While vast income inequalities were “inevitable,” Carnegie did not glorify greed and opulence. Instead, he argued in 1889 in The Gospel of Wealth, that “the man who dies rich dies disgraced,” because the wealthy man should “consider all surplus revenues which come to him simply as trust funds, which he is called upon to administer.” Excess wealth should be distributed by the man who created it, because of his superior wisdom, experience, and ability to administer. With these talents, he could do more to elevate the people, than they or the state could ever do. Carnegie emphasized that wealth should not be given to “charity,” but that it go to libraries, schools, museums and other projects that helped those who would help themselves. By the time of his death in 1919, he had overseen the distribution of nearly $350 million. This included the cost of constructing 2811 public libraries and donations for almost 8000 church organs, as well as funds to endow the Carnegie Foundation for the Advancement of Teaching, the Carnegie Institute of Technology, the Hero Funds, the Scottish Universities Trust, pensions for steelworkers, the Carnegie Institution in Washington, DC, and the Carnegie Endowment for International Peace. Carnegie’s Peace Palace at The Hague was dedicated in 1913. A year later World War I began, shattering Carnegie’s hopes and precipitating a slide into declining health and death.

References

Carnegie, Andrew. Triumphant Democracy; or, Fifty Years’ March of the Republic. New York: Scribners, 1886.

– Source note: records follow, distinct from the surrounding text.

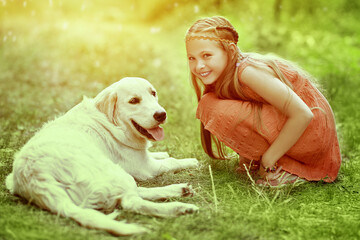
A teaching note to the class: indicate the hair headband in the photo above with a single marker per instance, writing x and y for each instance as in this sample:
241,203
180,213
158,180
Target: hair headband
189,38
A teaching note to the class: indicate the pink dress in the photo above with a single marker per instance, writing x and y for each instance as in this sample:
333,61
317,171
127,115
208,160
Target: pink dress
315,156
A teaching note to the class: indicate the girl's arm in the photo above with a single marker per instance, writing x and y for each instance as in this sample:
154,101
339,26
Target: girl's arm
262,80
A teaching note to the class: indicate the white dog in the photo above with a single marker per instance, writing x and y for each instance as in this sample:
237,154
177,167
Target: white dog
87,160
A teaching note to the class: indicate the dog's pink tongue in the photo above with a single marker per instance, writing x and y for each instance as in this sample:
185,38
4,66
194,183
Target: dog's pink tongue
157,133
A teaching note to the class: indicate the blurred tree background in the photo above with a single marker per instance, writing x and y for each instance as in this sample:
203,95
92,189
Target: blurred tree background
90,44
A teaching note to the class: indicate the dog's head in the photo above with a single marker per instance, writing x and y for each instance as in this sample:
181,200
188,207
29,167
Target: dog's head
133,102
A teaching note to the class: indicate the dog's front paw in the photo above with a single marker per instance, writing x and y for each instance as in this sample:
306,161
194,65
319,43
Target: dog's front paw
190,162
186,208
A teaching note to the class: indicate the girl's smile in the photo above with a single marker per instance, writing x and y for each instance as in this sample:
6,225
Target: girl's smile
207,59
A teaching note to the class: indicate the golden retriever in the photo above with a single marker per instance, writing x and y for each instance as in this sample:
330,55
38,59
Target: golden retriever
85,162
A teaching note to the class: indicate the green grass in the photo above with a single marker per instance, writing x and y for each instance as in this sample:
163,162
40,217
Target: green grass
51,56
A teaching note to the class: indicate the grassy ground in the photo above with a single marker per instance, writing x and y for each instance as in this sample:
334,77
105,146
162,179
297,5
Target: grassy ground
51,56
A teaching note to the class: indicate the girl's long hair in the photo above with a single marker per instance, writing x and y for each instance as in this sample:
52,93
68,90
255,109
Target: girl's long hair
228,85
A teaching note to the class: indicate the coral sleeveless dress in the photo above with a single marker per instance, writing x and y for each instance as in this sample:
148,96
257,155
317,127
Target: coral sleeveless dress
315,156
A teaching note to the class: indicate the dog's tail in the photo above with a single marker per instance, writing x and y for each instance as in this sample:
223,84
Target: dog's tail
10,183
91,218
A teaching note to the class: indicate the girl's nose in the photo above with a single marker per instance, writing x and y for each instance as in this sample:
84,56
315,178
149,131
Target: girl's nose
200,65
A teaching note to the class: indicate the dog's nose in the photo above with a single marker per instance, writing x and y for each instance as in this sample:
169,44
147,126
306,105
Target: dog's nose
160,116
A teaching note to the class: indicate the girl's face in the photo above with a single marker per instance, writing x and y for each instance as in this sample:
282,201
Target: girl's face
207,59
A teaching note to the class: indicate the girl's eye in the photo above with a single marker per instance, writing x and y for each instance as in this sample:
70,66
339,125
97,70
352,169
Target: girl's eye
134,100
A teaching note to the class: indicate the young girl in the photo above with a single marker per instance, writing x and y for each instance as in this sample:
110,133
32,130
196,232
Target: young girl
266,109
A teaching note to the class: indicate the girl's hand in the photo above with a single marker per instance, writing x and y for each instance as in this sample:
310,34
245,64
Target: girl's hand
269,176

Carnegie, Andrew. Autobiography of Andrew Carnegie. Boston: Houghton Mifflin, 1920.

Hughes, Jonathan R. T. The Vital Few: American Economic Progress and Its Protagonists. Boston: Houghton and Mifflin, 1965.

Livesay, Harold. Andrew Carnegie and the Rise of Big Business. Boston: Houghton Mifflin, 1975.

Nasaw, David. Andrew Carnegie. New York: Penguin, 2006.

Wright, Gavin. “The Origins of American Industrial Success, 1879-1940.” American Economic Review 80, no. 4 (1990): 651-668.